I believe they were offering a certain percent off of that cert last month. If a gym will accept it then take it and build some money up until you can take one of the other good ones. Some of my trainers take the NASM or ACSM and then take the ISSA to add a level (levels are what kinds of prices they can sell at). The major thing is never stop learning, whenever you get CEU's just go to places that deal with what you work with. Its pointless for me to take a continuing ed course over something like athletes (As I dont train to many). Instead I am better off taking pathology and rehabilitation of the knee and shoulder.

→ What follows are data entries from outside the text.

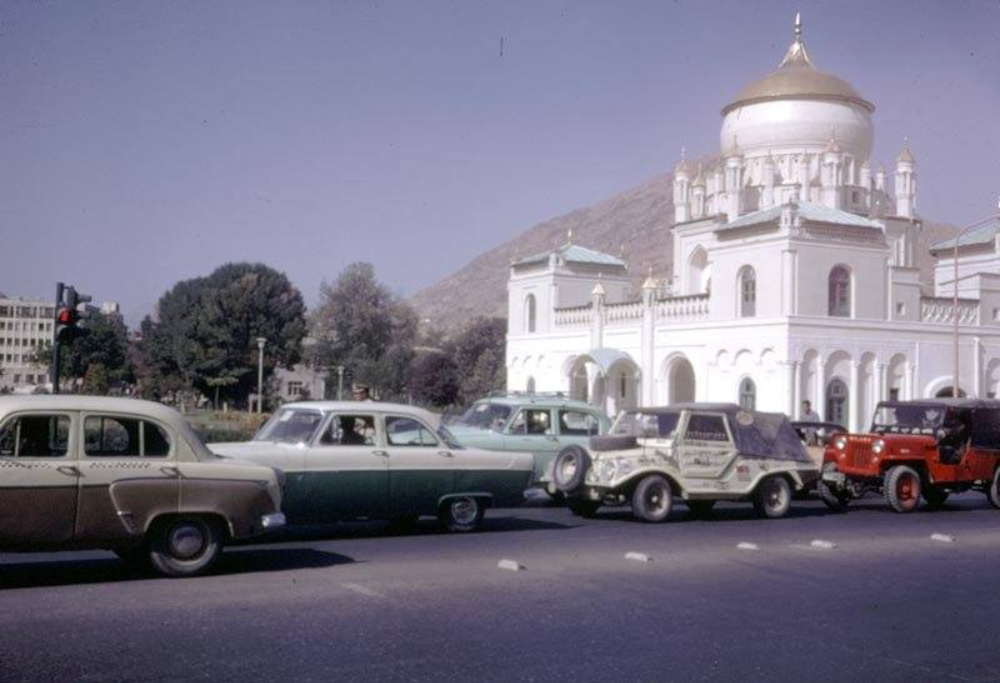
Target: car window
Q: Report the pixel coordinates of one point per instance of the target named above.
(706, 428)
(405, 431)
(35, 436)
(577, 423)
(531, 421)
(349, 430)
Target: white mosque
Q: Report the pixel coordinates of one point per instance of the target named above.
(794, 278)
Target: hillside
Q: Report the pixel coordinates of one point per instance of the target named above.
(635, 223)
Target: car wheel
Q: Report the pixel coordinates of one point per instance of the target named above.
(701, 508)
(583, 508)
(570, 468)
(902, 488)
(831, 497)
(774, 497)
(936, 497)
(461, 514)
(993, 492)
(185, 546)
(652, 499)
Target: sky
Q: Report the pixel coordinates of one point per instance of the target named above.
(143, 143)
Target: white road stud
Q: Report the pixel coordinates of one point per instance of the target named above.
(510, 565)
(638, 557)
(823, 545)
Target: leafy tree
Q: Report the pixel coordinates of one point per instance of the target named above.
(479, 351)
(208, 326)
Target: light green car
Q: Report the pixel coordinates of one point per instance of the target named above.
(540, 424)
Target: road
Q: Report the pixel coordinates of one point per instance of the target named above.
(357, 602)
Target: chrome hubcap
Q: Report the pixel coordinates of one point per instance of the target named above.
(186, 541)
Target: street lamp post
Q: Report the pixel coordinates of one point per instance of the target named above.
(954, 313)
(260, 374)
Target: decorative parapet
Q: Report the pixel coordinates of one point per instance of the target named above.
(941, 309)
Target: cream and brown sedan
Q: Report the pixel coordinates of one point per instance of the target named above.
(126, 475)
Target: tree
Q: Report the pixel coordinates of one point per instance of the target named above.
(208, 326)
(479, 353)
(363, 326)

Search cloud 9 fitness out of st.louis, they offer really affordable CEU's and they teach you alot. 

Sorry I got off on the CEU's rant, but after you finish that cert you may want to continue to improve your knowledge of fitness.


----------



## P-funk (Nov 20, 2008)

i have pretty much come to the conclusion that all certifications are BS, because they have no hands on portition of the test that challenges your knowledge and abilities.

Read lots of books and try and apply things.


----------



## Merkaba (Nov 20, 2008)

P-funk said:


> i have pretty much come to the conclusion that all certifications are BS, because they have no hands on portition of the test that challenges your knowledge and abilities.
> 
> Read lots of books and try and apply things.



I didnt really want to say this.  But I generally agree.  

So thanks!


----------